Pour différentes raisons, la plupart des opérateurs sérieux proposant une offre de trunk SIP s'appuient sur des raccordements privés (et pas via Internet) et sur des boitiers garantissant l'interopérabilité (boitiers SBC). Au final, un T2 "trunk SIP" est peu ou prou présenté au même tarif qu'un T2 "traditionnel dégroupé".

L'économie ne parait pas spectaculaire... Alors pourquoi donc trunk SIP est il associé dans "l'inconscient collectif des DSI" à une source potentielle d'économies ?

Une première raison est l'apparition d'offres de trunk SIP sur Internet, c'est à dire d'offres permettant de raccorder un PABX à un opérateur au travers du réseau public. Une grosse partie du coût d'un T2 étant lié au lien d'accès, on comprend aisément que si on en fait l'économie en passant par Internet, la baisse des coûts sera bien au rendez-vous. A condition bien sûr de renoncer à toute garantie de qualité de service (taux de disponibilité, qualité de voix, etc)...

Mais ce n'est pas la raison principale qui amène les entreprises à associer trunk SIP et économies. Elle a une autre origine: la centralisation de la téléphonie.
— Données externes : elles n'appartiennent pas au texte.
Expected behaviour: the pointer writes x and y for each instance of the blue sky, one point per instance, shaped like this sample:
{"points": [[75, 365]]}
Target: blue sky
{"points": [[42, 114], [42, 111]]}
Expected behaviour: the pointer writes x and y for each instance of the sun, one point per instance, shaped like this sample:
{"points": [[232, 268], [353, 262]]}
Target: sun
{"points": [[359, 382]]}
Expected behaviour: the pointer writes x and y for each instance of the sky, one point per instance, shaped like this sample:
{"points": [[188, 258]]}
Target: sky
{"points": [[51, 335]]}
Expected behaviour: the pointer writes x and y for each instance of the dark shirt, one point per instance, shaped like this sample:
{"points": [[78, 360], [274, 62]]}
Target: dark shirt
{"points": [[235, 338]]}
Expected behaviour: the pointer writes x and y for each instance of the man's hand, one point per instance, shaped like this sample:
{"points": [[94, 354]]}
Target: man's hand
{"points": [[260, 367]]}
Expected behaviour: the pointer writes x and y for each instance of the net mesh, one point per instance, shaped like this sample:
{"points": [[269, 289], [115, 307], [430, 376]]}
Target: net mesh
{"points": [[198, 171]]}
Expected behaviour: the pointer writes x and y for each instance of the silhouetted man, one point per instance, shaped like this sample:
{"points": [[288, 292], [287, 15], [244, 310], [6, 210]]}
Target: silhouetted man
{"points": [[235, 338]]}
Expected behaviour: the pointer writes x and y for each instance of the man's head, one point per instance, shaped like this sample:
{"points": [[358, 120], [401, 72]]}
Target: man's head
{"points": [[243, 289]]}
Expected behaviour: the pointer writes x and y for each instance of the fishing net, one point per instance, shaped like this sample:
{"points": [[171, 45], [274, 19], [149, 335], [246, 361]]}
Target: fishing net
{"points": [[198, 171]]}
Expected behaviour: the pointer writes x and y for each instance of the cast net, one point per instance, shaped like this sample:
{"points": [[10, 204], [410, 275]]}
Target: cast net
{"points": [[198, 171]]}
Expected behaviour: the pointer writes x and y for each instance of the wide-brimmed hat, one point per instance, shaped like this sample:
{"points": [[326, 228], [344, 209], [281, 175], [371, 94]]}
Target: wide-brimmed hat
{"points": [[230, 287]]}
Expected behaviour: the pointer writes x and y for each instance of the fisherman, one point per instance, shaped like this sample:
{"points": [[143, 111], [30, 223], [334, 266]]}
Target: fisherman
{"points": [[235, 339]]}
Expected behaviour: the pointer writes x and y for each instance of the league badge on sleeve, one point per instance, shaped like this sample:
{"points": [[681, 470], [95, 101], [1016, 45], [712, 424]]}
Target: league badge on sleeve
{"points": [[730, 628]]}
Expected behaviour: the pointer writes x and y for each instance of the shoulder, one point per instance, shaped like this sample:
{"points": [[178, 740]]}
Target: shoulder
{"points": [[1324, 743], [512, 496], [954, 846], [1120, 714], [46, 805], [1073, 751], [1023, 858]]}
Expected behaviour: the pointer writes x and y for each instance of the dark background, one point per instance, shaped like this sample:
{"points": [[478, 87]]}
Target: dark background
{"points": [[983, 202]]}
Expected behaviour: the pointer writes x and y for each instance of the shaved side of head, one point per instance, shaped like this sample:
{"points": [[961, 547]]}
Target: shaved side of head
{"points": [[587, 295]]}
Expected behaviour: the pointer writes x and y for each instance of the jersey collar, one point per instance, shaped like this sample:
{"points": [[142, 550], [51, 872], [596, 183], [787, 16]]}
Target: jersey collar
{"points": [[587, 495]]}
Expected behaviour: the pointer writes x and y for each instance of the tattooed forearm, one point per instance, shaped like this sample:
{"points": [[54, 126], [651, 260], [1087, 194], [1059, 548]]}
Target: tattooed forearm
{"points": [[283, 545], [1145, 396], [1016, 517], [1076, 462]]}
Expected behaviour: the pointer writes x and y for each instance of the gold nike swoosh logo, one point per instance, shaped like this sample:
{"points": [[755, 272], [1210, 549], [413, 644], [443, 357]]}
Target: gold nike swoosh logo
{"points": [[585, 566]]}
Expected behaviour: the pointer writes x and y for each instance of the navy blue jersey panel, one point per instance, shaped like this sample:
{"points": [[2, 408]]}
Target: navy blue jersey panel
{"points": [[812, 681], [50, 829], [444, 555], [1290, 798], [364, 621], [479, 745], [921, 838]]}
Imaginons une entreprise avec 50 sites en France, de 100 salariés par site. Elle a acheté et maintient 50 PABX et 50 accès T2 (un par site). Par ailleurs depuis quelques années elle a raccordé tous ses sites à son réseau informatique au travers d'un réseau WAN MPLS.

La centralisation de la téléphonie consiste à déployer un PABX central sur un site (bien souvent le siège ou un datacenter), et à y raccorder les 50 sites. On fait ainsi plusieurs économies :

Tout n'est pas rose pour autant: il n'y a pas que des économies, il y a également quelques coûts. Notons la sensibilité du PABX central, qui devra être sécurisé. Par ailleurs la collecte de la voix sur le VPN existant nécessite souvent d'aménager ce VPN (débit, classes de services voix). Parfois il peut être justifié de construire un VPN voix ad hoc.

Comme en général le raccordement central est réalisé avec de nombreux T2, la technologie de prédilection retenue est le... trunk SIP.

C'est donc bien de là que vient le raccourci que l'on rencontre souvent chez les moyennes/grandes Entreprises: la technologie (trunk SIP) est une promesse d'économies. Ce n'est pas tant le raccordement lui même qui permet la baisse des couts, c'est la centralisation de l'architecture. On applique ainsi à la téléphonie ce qui a été fait avec des briques informatiques il y a longtemps. A commencer par la messagerie (mail). La comparaison n'est d'ailleurs pas anodine, quand on sait que Microsoft propose d'associer à sa solution de messagerie Exchange une solution de téléphonie sur IP baptisée LYNC.